On the northeast branch of the river, large amounts of fish were trapped, Meyer said, in various areas of the CSX transportation construction site in Hyattsville.

“I was shocked to see that,” Meyer said. “When I got down there and saw people from the Anacostia Watershed Society and bicyclists helping, I just had to jump in and try to save the fish.”

The incident has environmental officials and residents concerned about the impact of the construction on the river’s wildlife. About 700 fish died in the incident, said Jorge Bogantes, natural resources specialist for the Anacostia Watershed Society, a nonprofit environmental group.

Rob Doolittle, a spokesman for CSX Corp., said some fish became trapped after the excessive water receded in cofferdams, underwater tubes used for pumping out water to create a dry work space.

In cooperation with the Maryland Transportation Authority, CSX began adding track near the intersection of Decatur Street and Baltimore Avenue in Hyattsville in August, Doolittle said. The project is expected to be completed by early 2015 with about 2.75 miles of new track.

Doolittle said CSX has implemented a solution for its contractor, Shirley Contracting Company, to follow in the event of another storm.

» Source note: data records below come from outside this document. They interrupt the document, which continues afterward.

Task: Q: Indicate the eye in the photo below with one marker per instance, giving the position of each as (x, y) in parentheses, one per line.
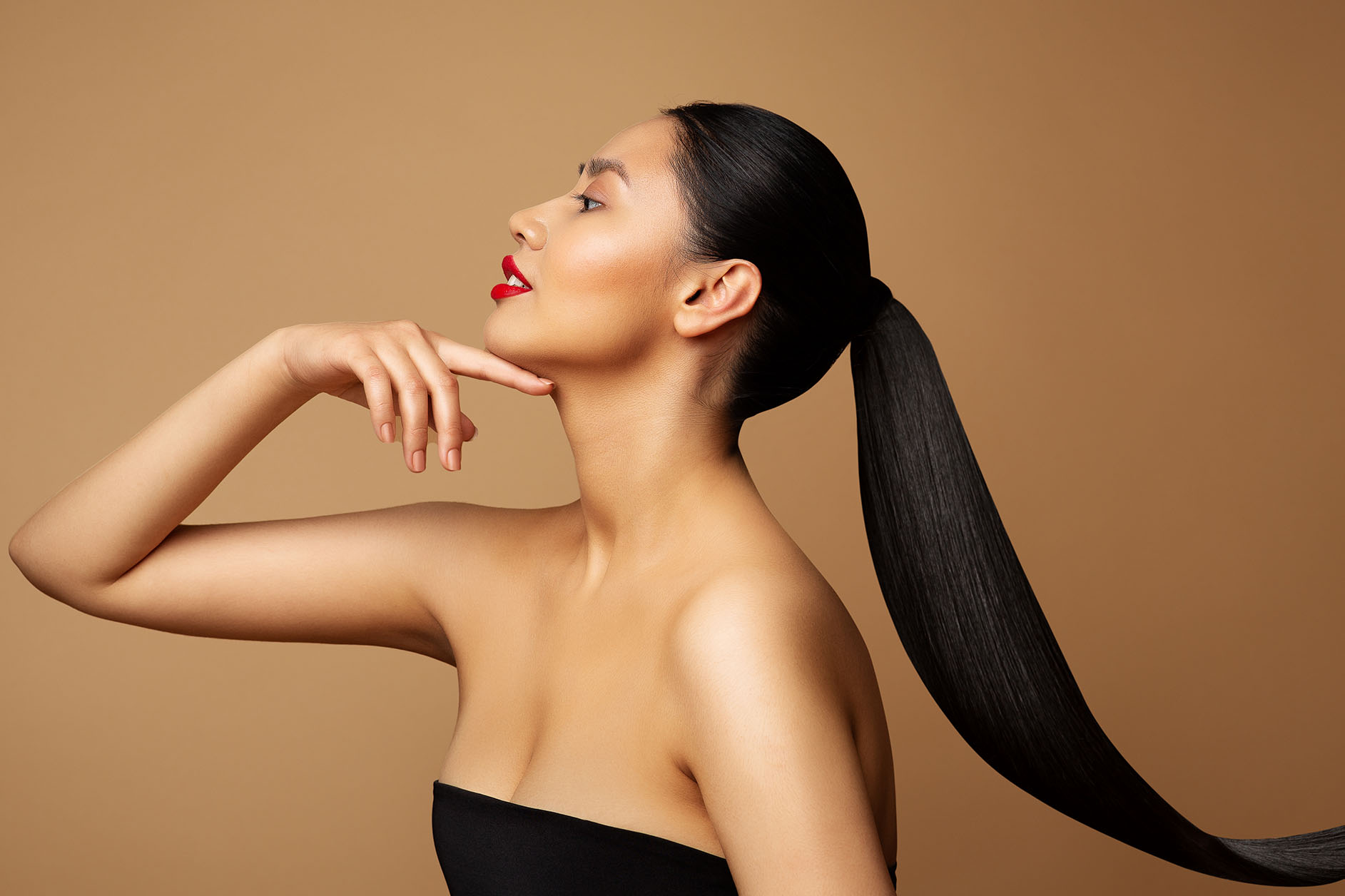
(584, 200)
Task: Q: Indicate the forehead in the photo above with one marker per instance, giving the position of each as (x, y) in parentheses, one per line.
(644, 148)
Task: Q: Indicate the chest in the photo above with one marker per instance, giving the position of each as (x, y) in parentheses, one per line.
(571, 711)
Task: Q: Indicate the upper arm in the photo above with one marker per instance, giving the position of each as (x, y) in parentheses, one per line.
(365, 577)
(770, 744)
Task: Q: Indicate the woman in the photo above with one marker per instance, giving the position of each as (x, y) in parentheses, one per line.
(658, 692)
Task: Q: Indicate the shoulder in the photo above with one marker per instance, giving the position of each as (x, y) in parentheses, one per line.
(758, 621)
(768, 733)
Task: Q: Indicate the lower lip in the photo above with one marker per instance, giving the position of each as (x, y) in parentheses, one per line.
(504, 291)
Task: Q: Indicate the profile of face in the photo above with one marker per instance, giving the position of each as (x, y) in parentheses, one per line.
(604, 270)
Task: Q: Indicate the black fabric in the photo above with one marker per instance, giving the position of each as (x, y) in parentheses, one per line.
(490, 847)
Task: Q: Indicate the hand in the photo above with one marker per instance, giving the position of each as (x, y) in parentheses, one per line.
(396, 367)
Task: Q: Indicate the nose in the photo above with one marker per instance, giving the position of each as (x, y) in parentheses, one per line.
(527, 226)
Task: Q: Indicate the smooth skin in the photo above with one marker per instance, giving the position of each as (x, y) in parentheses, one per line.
(656, 656)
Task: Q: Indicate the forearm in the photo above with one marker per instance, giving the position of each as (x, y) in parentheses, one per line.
(118, 510)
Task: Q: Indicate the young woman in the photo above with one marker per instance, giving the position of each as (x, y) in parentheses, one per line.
(658, 692)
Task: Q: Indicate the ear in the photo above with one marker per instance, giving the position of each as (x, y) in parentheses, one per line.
(717, 295)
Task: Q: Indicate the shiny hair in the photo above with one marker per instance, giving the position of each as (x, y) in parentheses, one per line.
(756, 186)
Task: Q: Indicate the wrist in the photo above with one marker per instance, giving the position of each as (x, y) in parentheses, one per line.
(268, 360)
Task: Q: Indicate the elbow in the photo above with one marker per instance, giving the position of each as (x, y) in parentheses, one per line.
(41, 571)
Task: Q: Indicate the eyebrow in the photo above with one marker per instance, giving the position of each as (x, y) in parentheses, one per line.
(597, 166)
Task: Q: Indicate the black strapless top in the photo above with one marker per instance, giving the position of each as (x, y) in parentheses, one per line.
(490, 847)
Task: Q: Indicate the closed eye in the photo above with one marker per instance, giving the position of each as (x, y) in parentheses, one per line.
(584, 200)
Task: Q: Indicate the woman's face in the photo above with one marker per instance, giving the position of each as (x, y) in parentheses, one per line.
(602, 268)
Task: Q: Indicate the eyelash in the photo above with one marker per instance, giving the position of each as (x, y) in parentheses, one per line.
(583, 200)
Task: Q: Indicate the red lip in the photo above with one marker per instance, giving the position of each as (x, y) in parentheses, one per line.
(503, 290)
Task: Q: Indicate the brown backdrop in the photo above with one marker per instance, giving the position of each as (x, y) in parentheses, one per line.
(1120, 224)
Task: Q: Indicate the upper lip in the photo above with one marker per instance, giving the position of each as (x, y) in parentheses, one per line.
(510, 268)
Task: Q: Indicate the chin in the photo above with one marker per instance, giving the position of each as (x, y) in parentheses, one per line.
(504, 340)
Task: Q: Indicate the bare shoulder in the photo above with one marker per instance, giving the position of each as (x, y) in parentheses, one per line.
(783, 732)
(787, 616)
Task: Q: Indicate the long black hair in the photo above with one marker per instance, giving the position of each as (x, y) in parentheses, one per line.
(758, 186)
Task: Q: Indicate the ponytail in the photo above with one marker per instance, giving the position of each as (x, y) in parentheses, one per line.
(975, 634)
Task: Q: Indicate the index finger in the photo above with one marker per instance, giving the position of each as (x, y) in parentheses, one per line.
(483, 365)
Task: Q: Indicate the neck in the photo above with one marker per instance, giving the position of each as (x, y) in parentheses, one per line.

“To prevent a similar situation, they are to remove any fish that might be caught up in the cofferdams within 24 hours and use nets to ensure the safety of the fish,” Doolittle said.

Protecting the Anacostia’s wildlife is a priority for CSX, Doolittle said.

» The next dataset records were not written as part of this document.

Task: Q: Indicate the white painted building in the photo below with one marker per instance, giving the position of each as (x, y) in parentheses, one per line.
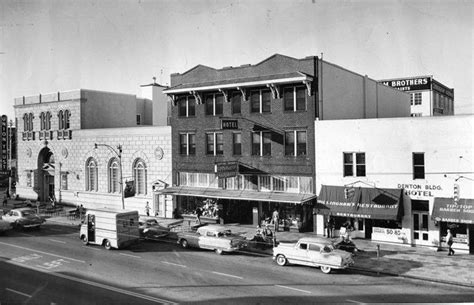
(363, 165)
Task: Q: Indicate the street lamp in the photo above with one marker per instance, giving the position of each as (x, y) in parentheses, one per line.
(117, 152)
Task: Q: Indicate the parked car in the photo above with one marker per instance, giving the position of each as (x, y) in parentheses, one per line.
(5, 226)
(24, 218)
(149, 228)
(312, 251)
(213, 237)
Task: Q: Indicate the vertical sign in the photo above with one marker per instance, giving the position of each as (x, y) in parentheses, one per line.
(4, 136)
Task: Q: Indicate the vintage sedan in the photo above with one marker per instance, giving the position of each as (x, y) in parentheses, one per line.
(314, 252)
(212, 237)
(24, 218)
(149, 228)
(5, 226)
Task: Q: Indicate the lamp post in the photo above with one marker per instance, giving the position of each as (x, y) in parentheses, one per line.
(118, 153)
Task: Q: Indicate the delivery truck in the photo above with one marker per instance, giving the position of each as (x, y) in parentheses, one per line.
(110, 228)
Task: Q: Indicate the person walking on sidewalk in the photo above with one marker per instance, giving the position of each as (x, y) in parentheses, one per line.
(449, 241)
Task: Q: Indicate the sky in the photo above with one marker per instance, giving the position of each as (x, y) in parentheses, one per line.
(49, 46)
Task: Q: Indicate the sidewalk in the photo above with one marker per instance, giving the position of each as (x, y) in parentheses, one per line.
(396, 260)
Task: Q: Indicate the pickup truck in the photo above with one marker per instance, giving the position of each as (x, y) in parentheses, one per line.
(212, 237)
(314, 252)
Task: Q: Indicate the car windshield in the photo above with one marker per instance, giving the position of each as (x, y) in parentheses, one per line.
(27, 213)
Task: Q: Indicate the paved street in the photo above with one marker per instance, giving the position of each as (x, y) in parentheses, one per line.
(52, 265)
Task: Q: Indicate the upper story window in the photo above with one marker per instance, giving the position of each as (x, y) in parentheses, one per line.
(237, 143)
(215, 143)
(91, 175)
(294, 98)
(45, 120)
(261, 143)
(28, 121)
(236, 101)
(418, 166)
(140, 176)
(415, 98)
(114, 176)
(187, 143)
(298, 147)
(214, 104)
(260, 101)
(354, 164)
(186, 106)
(63, 118)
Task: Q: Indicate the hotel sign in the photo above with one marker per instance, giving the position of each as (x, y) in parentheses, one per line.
(409, 84)
(226, 169)
(230, 124)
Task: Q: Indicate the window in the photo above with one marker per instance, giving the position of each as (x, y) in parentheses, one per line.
(215, 143)
(236, 100)
(294, 98)
(261, 143)
(187, 144)
(298, 147)
(260, 101)
(214, 104)
(139, 175)
(418, 166)
(91, 175)
(357, 167)
(114, 176)
(237, 143)
(186, 106)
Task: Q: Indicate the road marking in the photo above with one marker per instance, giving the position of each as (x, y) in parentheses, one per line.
(18, 292)
(32, 250)
(305, 291)
(125, 254)
(104, 286)
(229, 275)
(168, 263)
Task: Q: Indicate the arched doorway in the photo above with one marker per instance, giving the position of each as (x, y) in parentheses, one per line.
(46, 170)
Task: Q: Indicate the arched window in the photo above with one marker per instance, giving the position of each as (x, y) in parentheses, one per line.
(67, 115)
(114, 176)
(91, 175)
(139, 174)
(30, 122)
(26, 125)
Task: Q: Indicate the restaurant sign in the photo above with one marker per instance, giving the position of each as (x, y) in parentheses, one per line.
(226, 169)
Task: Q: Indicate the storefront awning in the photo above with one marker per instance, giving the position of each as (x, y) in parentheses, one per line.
(444, 209)
(360, 202)
(238, 194)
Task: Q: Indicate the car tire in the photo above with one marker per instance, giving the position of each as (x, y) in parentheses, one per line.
(107, 244)
(281, 260)
(326, 269)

“Our objective is to minimize our impact on the environment when we are doing this kind of work,” he said. “We are committed to complying with all the regulations and protecting the environment.”

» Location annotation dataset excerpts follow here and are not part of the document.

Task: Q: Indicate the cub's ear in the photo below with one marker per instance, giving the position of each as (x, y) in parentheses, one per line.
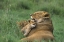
(30, 14)
(29, 21)
(47, 15)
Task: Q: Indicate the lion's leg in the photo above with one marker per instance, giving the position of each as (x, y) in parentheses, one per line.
(27, 31)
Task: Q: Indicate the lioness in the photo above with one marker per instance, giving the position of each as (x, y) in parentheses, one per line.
(26, 29)
(42, 17)
(43, 29)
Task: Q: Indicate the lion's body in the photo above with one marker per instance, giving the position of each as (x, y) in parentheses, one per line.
(43, 29)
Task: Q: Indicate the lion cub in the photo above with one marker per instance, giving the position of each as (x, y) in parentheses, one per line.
(26, 29)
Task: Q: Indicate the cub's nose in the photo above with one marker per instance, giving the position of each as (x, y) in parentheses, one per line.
(33, 24)
(30, 14)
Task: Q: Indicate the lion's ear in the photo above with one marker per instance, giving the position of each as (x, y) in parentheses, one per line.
(29, 21)
(47, 15)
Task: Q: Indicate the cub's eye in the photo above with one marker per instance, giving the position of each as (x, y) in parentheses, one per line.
(46, 15)
(30, 14)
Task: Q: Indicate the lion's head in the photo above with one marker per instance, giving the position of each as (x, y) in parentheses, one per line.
(40, 15)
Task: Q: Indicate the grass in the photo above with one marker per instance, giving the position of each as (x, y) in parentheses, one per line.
(21, 9)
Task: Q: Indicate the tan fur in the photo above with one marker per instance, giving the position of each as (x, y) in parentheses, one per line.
(26, 29)
(22, 23)
(39, 15)
(42, 31)
(42, 17)
(44, 27)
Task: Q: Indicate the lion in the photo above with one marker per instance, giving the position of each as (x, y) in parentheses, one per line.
(40, 32)
(39, 15)
(43, 29)
(42, 17)
(26, 29)
(21, 24)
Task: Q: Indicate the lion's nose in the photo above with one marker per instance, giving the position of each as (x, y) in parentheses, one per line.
(30, 14)
(33, 24)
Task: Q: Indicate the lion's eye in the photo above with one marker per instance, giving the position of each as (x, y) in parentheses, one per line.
(46, 15)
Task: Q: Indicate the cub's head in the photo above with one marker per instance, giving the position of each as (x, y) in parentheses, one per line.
(22, 23)
(40, 15)
(32, 23)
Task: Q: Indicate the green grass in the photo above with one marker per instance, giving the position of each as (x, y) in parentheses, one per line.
(21, 9)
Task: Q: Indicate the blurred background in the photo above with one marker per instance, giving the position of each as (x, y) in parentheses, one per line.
(12, 11)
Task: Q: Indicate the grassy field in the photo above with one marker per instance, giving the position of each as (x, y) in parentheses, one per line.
(20, 10)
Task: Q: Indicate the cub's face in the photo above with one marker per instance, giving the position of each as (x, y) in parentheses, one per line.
(32, 23)
(40, 15)
(22, 23)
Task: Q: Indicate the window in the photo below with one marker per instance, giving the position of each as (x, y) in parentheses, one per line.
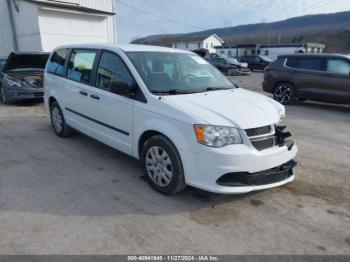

Mary Abe, director of stewardship programs for the Anacostia Watershed Society, said preparing the site before rainstorms occur is important.

“What we have issue with is that we didn’t feel there was anything in place [beforehand], and the result was hundreds of fish left dead,” Abe said. “The site was destined to flood and it’s destined to flood again.”

Protection of the food chain and the ecosystem is an important reason the fish need to be accounted for during construction, Bogantes said.

“There are some species that use the Anacostia to migrate through from the Atlantic and the Chesapeake,” Bogantes said. “These fish also serve for recreational purposes and are food for other fish. Accidents do happen, but we should be sure to avoid these things.”

Bogantes said the solution proposed by CSX should suffice.

“For this site, I think that’s a good solution,” Bogantes said, “but it would be better for the long-term to have guidelines to handle these situations ahead of time.”